If you’re curious about the songs we sang this past weekend check out this playlist on Spotify, and if you enjoy any of the songs please consider supporting the artists and purchasing the music.
Isaiah 6.1-8 is a touchstone in my life as a worship pastor and there’s a specific motion in the passage that I think is paramount to the motion of worship.
Isaiah sees the Lord in His glory. He hears the song of the angels – a song not about the angel’s worship, or Isaiah’s efforts, but about the character of God alone – “Holy, Holy, Holy is the Lord almighty!” Because of the Lord’s glory Isaiah trembles and is sorrowful due to his sin. Isaiah is no slouch, he’s good dude. Isaiah is awarded audience with the Lord, and not just anybody gets that honor. So what chance do we have? But we must remember that no one is righteous, no not one and in the midst of the Lord’s glory Isaiah trembles. But, God makes a way. An angel of the Lord takes away Isaiah’s guilt and sin. Only then is Isaiah freed from his fear and able to do the work of the Lord.
How about bullet points?
- God’s Glory
- Realization of Sin
- Forgivness of Sin
Keep this in mind as you read:
Any time you see in scripture something repeated three times it’s to indicate great importance. Of God’s attributes the one that is most oft repeated in triplets is His holiness. God is first and foremost holy, and all His other qualities flow from that. His justice, His love, His wrath, His kindness, His mercy, His gospel are all rooted in His holiness. Every song we sang this weekend was chosen to paint an image of God’s holiness and see ourselves firmly rooted in that holiness.

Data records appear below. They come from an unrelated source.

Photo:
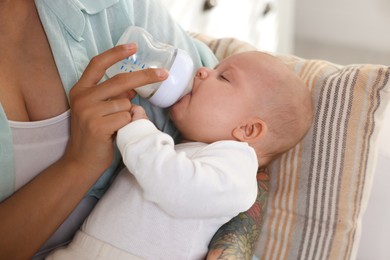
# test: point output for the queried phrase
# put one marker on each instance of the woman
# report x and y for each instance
(47, 67)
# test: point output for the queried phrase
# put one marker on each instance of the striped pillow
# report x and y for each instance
(319, 189)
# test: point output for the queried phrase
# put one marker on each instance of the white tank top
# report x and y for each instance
(37, 145)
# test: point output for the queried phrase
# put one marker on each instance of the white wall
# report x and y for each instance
(359, 23)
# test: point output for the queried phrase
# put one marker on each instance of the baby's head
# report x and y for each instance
(250, 97)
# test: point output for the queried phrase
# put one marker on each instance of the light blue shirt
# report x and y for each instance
(78, 30)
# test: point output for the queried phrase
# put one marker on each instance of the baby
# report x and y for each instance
(171, 199)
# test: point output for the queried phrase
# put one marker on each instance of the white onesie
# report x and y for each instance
(171, 200)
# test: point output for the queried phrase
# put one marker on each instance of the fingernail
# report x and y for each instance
(161, 73)
(131, 46)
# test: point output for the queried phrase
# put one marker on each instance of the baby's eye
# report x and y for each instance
(223, 77)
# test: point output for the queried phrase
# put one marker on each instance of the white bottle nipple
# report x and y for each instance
(153, 54)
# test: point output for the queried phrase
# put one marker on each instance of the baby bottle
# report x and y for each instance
(154, 54)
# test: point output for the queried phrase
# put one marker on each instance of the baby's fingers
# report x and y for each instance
(137, 112)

When we consider the heavenlies and angels there’s a temptation to imagine domesticated, pastel, kitschy naked babies with adorable dove wings. And, Oooo! Oooo! I just want to pinch it’s cheeks. But, the images of angelic beings given throughout scripture should terrify us.
Angels are weird.
Their song in Isaiah doesn’t make just make the ground shake, their song makes the very frame of Heaven shake and fills the throneroom of God with smoke.
Our worship of God should not begin with how much we love to dance, or raise our hands, or how loud we sing, or how undignified we’re gonna be.* Our worship of God begins with a healthy dose of fear and trembling at His character.
Each of the songs this weekend had imagery that should cause us to stutter and pause. We sang that God has “eyes like fire, face like the sun, a voice like thunder” and that He is “clothed in rainbows of living color, flashes of lightning, and rolls of thunder.” WHAT DOES THAT EVEN MEAN?! Our imaginations should be enflamed with visions of grandeur and wonder when we consider The Lord.
Realization and Forgivness of Sin
The cornerstone of the Isaiah passage is when he says:
“Woe to me!” I cried. “I am ruined! For I am a man of unclean lips, and I live among a people of unclean lips, and my eyes have seen the King, the Lord Almighty.”
and then an angel removes Isaiah’s sin and guilt.
The angel makes a one-time payment for Isaiah’s sin but we have it even better. God himself, Jesus Christ, makes a once-and-for-all payment for the sins of the world. Behold! The Lamb of God which taketh away the sins of the world!
We entered into the story of Isaiah with song and we sang: “Once we were lost and so far away, wandering in darkness, covered in shame with out you. But now we’ve been found by a love that is stronger!”
Because of Christ’s blood shed on the cross and his ressurrection we’re forgiven – not just for the forseeable future but forever. All our past, present, and future sins have been removed from us and we have no right of ownership to that sin. It has been purchased with a love greater than the universe’s weight in gold.
Unfortunately, beyond mine and Ryan’s control, we were unable to finish the story of Isaiah. We were going to finish the passage and pray for a couple that our campus is going to send to our new church plant. But because of a health issue the couple we would be praying for were unable to make it to church.
But, every service we plan ends with Ryan sends out the congregation with a benediction based on the sermon.
The template laid out here is how I try and plan each service and it was a pleasure to get to do that in an obvious manner this past Sunday. I enjoyed singing and living through the passage with all of you!
*To be fair, I’m a David Crowder Band fanboy and have enjoyed many worship service that included this song. There is obvious room in a service to sing about our participation in the gospel.